3. Are they brackish, or freshwater fish?


Thanks for the help.


----------



## spypet (Jul 27, 2007)

yes, yes, yes
don't get one,
you'll regret it.


----------



## Franco (Jun 25, 2010)

I've had figure 8s, green spotted, and indian dwarf puffers in the past. Only the green spotted was aggressive at all to other fish. I also converted him over to full saltwater because he was deathly ill being kept in FW by the previous owner. The figure 8 I had was in a brackish tank with mollys and wouldn't even eat their babies. It wasn't even a picky eater and would eat the tetramin tropic crisps as its staple diet + snails. The Indian dwarves never touched another fish but would chase other other fish away from their areas. They were a little harder to feed though and I had to have a 30 gallon daphnia culture running all the time to keep up with them + mosquito larvae and frozen bloodworms. I think docile puffers are just hit or miss. Some of them are mean and some aren't. I would stay away from GSP though unless you are wanting to switch to full salt. Mine was emaciated and 3 inches long when I rescued him from a friend but grew to 7 inches in 4 months in a 100 gal SW tank I was caring in a lab at Iowa State. That was 3 years ago and she is still in excellent condition and 9 inches long. She eats 5 inch crayfish but leaves the little reef fish alone as long as she is well fed.


----------



## Gordonrichards (Apr 28, 2009)

My dwarf puffs hang out together, there is never any fighting in the tank.

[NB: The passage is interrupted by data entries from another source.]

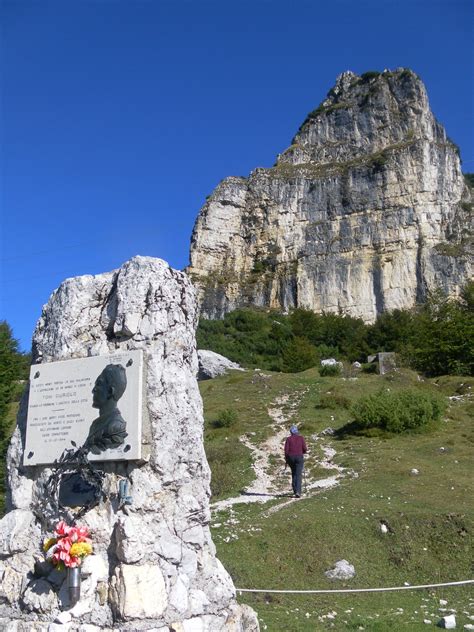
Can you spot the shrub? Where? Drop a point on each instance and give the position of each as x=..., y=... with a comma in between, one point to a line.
x=225, y=418
x=298, y=355
x=369, y=367
x=330, y=370
x=397, y=412
x=333, y=401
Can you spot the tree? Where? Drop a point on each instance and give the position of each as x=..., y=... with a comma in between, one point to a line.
x=298, y=355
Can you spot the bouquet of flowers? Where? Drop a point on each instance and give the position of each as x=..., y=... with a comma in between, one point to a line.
x=68, y=547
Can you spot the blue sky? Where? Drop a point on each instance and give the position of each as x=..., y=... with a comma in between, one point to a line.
x=119, y=117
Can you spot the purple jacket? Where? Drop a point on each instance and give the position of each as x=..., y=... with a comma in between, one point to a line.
x=295, y=446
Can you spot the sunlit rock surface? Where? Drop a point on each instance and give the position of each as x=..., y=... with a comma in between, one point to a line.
x=366, y=211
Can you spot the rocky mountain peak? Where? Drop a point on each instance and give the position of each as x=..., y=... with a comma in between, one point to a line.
x=365, y=211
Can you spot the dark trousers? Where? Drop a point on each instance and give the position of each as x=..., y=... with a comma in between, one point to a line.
x=296, y=467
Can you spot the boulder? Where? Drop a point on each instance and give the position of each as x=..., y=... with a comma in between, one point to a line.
x=341, y=570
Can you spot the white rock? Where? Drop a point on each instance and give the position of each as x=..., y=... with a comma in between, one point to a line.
x=40, y=597
x=139, y=592
x=178, y=596
x=164, y=534
x=10, y=584
x=341, y=570
x=213, y=364
x=198, y=602
x=14, y=531
x=128, y=537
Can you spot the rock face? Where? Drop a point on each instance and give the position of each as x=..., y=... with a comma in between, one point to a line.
x=365, y=212
x=154, y=564
x=213, y=364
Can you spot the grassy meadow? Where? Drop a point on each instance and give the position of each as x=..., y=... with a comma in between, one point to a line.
x=430, y=515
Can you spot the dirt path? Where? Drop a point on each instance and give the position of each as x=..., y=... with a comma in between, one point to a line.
x=273, y=481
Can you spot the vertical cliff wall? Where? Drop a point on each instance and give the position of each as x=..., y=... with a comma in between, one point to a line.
x=365, y=212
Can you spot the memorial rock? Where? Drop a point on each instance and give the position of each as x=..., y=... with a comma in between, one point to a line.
x=153, y=564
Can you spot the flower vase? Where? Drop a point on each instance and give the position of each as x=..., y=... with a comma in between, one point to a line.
x=74, y=584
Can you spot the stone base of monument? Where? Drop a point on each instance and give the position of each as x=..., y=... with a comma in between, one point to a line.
x=153, y=565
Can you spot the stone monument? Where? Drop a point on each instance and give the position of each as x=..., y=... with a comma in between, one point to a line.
x=153, y=564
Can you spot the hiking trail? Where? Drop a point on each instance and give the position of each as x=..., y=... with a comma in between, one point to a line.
x=274, y=481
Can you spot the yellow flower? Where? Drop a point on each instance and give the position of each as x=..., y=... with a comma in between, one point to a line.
x=48, y=543
x=80, y=549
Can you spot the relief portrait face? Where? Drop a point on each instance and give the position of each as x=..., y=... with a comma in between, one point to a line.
x=101, y=392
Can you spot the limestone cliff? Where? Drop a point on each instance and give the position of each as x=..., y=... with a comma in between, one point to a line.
x=366, y=211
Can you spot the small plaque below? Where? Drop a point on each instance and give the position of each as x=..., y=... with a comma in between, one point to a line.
x=75, y=491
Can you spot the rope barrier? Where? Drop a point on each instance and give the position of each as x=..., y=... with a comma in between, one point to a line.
x=355, y=590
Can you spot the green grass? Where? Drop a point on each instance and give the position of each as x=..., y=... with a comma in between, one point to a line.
x=430, y=514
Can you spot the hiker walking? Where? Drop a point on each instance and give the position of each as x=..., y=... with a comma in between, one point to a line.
x=295, y=448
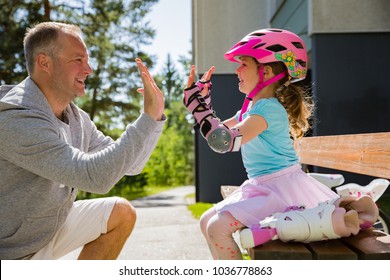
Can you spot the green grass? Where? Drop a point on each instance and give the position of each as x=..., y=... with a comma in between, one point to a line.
x=197, y=209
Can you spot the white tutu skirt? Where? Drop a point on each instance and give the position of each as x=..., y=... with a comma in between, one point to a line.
x=259, y=197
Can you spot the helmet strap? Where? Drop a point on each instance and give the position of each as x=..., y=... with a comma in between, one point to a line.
x=260, y=85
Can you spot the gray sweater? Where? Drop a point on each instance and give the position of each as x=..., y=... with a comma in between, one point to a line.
x=43, y=162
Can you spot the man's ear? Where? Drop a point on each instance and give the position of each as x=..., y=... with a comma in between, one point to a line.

Really a fun fish to have.

If you decide to get puffs, I highly suggest you provide them with a good source of snails.

-Gordon


----------



## rod (Aug 10, 2005)

franko, How did you convert your puffer to saltwater? My GSP is about 10years old now and he is doing fine so I've been reluctant to change him over. (If it aint broak don't fix it). 
Yes every puffer is different. I once bought guppies to feed the puffers, (used to be two of them till the heater stuck on one day while I was at work) something different for them. I had to tear the tank apart to get all the guppies out. The puffers never ate one. The only fish I've ever seen them bother is when my pleco has babbies they will hunt them down.


----------



## Franco (Jun 25, 2010)

I didn't really convert her at all. I just drip acclimated her over an hour. Within 2 days her belly whitened up and her colors improved. Within 2 weeks she was fat and sassy from munching on crayfish tails. As she started to get bigger we just threw in live crayfish and she would systematically rip them to shreds. First claws, then face, then legs, then tail, then she would suck out the guts. She did it the same way every time. She put on 4 inches in 4 months. Last I saw her she was 9 inches. Biggest puffer of any kind that I've seen in an aquarium.


----------



## Diana K (Dec 20, 2007)

To acclimate a fish to salt water the most conservative way set up the fish in a quarantine tank, and with every water change make the water a little bit saltier, using the salt and mineral blend sold for marine tanks. Increasing the TDS by about 15% twice a week is safe for most fish.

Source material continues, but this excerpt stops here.